Gracias a un préstamo familiar, Pérez logró comprar un 'latin trailer', que les costó 14 mil dólares. "Ahora pagamos 560 dólares por los servicios básicos en Las Margaritas. La crisis económica nos obligó a ver la vida desde un ángulo distinto. Aquí estamos, y no nos vamos a ir", enfatiza Pérez.

MÁS DESEMPLEO
Mientras la población se ajusta a la nueva situación, las cifras económicas siguen preocupando. Según los últimos datos del Departamento de Trabajo, en setiembre de este año se perdieron nada menos que 159.000 puestos de trabajo, la mayor caída desde marzo del 2003 y que ha superado largamente los cálculos de los analistas que contaban con un descenso de 100.000 empleos.

Así, en lo que va del año ya se han perdido 760.000 puestos laborales, a una media de 84.400 por mes. En setiembre el desempleo en Estados Unidos se situó en 6,1%, al igual que en agosto.

Pese al impacto de la crisis en los trabajadores hispanos indocumentados, no hay signos de que estos piensen abandonar el mercado laboral de Estados Unidos o que estén volviendo a sus países.

Un reciente estudio indica que la participación de los inmigrantes en el mercado laboral --que están trabajando o buscando activamente trabajo-- se mantiene en los mismos números que en los últimos años.

Pese a ello, los inmigrantes juegan ahora un papel inferior en el crecimiento de la fuerza laboral hispana, ya que su índice de desempleo es mayor que el de los nacidos en Estados Unidos.

Los inmigrantes latinos en edad de trabajar crecieron en 462 mil durante el 2007, un número similar al del 2006. Pero dos años antes, durante el 2005, este grupo creció en 784 mil trabajadores.

Un escenario con menores remesas
La crisis ha golpeado seriamente Estados Unidos, pero sus tentáculos están cubriendo todo el orbe. Es el caso del importante envío de remesas que los inmigrantes realizan hacia sus países de origen.
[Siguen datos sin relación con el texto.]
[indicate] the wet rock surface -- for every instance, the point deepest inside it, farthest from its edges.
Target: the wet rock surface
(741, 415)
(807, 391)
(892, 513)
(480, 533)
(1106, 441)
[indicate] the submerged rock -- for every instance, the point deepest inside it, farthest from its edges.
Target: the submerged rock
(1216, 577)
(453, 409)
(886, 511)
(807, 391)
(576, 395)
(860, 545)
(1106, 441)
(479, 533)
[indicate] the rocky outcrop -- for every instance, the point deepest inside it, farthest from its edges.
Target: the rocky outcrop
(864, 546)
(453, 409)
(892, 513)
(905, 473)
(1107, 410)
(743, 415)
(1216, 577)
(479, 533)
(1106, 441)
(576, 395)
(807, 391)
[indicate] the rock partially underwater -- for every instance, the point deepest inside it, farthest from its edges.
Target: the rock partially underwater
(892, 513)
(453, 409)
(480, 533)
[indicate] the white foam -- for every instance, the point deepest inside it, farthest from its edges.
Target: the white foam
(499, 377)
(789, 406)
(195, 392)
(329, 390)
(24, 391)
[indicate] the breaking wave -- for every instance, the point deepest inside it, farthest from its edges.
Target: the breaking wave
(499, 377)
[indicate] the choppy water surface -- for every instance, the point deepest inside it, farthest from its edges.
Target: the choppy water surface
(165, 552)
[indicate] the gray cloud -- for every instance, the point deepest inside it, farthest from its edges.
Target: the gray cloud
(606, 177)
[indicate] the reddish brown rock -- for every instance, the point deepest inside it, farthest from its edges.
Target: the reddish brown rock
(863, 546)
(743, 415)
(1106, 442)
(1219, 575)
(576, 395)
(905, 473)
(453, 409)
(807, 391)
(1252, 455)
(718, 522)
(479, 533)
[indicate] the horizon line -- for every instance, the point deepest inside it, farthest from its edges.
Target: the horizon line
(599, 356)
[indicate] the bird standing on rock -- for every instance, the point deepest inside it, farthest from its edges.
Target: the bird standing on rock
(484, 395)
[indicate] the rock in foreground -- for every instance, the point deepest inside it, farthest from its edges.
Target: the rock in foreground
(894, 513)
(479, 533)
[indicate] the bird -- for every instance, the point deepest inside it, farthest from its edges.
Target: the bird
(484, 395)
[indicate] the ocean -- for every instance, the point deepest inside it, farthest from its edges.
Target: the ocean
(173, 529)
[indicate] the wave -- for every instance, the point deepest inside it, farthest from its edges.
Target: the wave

En el Perú, la proyección que se realizó en mayo calculaba un ingreso por remesas de US$2.374 millones para el 2008, pero con el nuevo escenario probablemente el estimado sea revisado a la baja.

Aunque la nueva proyección aparecerá en dos semanas con el nuevo reporte del Banco Central de Reserva, algunos especialistas, como el economista Juan José Marthans, calculan que la reducción sería incluso de 26%.

Según el BCR, en el 2007 llegaron US$2.131 millones y hasta julio del 2008 la cifra se situó en US$1.184 millones.